The Navy insists it does not hurt the island's 9,400 residents and says local studies that show higher rates of cancer and infant mortality are unscientific and biased.

The military exercises have stirred up anti-U.S. sentiment on Puerto Rico, a U.S. territory where residents cannot vote for president and pay no federal taxes.

On the edge of the restricted military zone, sailors laid down new razor wire and repaired some of the gaps that protesters cut in chain-link fences in more than a dozen places Friday.

Some demonstrators hurled rocks and cow manure at federal authorities over a trampled section of fence on Friday. The authorities fired rubber bullets and pepper spray at demonstrators, and a Roman Catholic priest was lightly injured when he was hit in the abdomen by a rubber bullet.

One sailor was hit in the head by a rock, the Navy said.

Navy security guard Luis Sanchez said that although demonstrators speak of "Peace for Vieques," their actions don't match.

"That isn't peaceful. That's a war," Sanchez said.

The exercises began after a federal judge rejected a last-minute legal complaint by the Puerto Rican government, which argued the exercises would harm islanders and violate a new local law on noise pollution. The government said it would appeal.

In a decision that could lessen tension, the Navy announced it would suspend exercises for one day Sunday to honor the beatification of Carlos Manuel Rodriguez Santiago in Rome. Rodriguez, a layman who died in 1963, will be the first Puerto Rican beatified, a step before sainthood.

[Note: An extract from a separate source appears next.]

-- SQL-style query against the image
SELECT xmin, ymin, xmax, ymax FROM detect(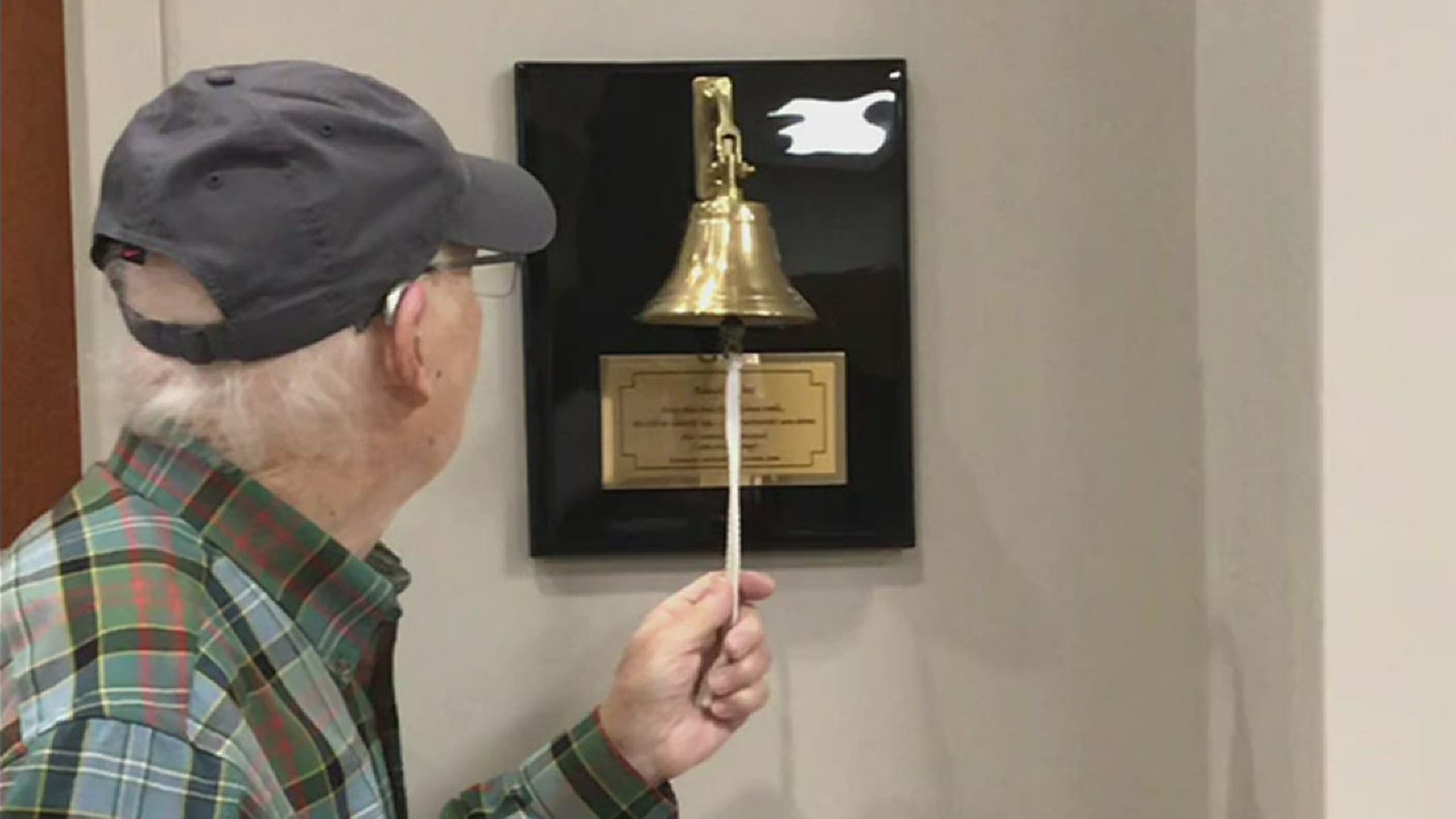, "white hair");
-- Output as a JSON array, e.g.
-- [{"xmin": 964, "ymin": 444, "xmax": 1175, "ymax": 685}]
[{"xmin": 106, "ymin": 256, "xmax": 383, "ymax": 471}]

The Navy exercises involve about 15,000 sailors and Marines and a dozen cruisers and destroyers in the battle group led by the Norfolk, Va.-based aircraft carrier USS Enterprise.

Among protesters who may remain in the restricted area is Myrta Sanes, sister of civilian security guard David Sanes, whose April 1999 death by bombs dropped off-target on the range provoked public anger.

After the guard's death, protesters occupied the range and prevented exercises until they were removed by U.S. marshals in May 2000. Since then, training has been limited to inert ammunition.

Actor Edward James Olmos arrived on Vieques Friday night and added his voice to the protest: "(The Navy) should take everything they are doing here to the United States," Olmos told 300 cheering protesters.

Olmos was accompanied by environmental lawyer Robert F. Kennedy Jr., who said he had asked Olmos to come so the two could "get arrested."

In New York City, which has a large Puerto Rican population, Gov. George Pataki denounced the exercises during a news conference Friday. He pledged to lobby the federal government to pull the Navy out of Vieques.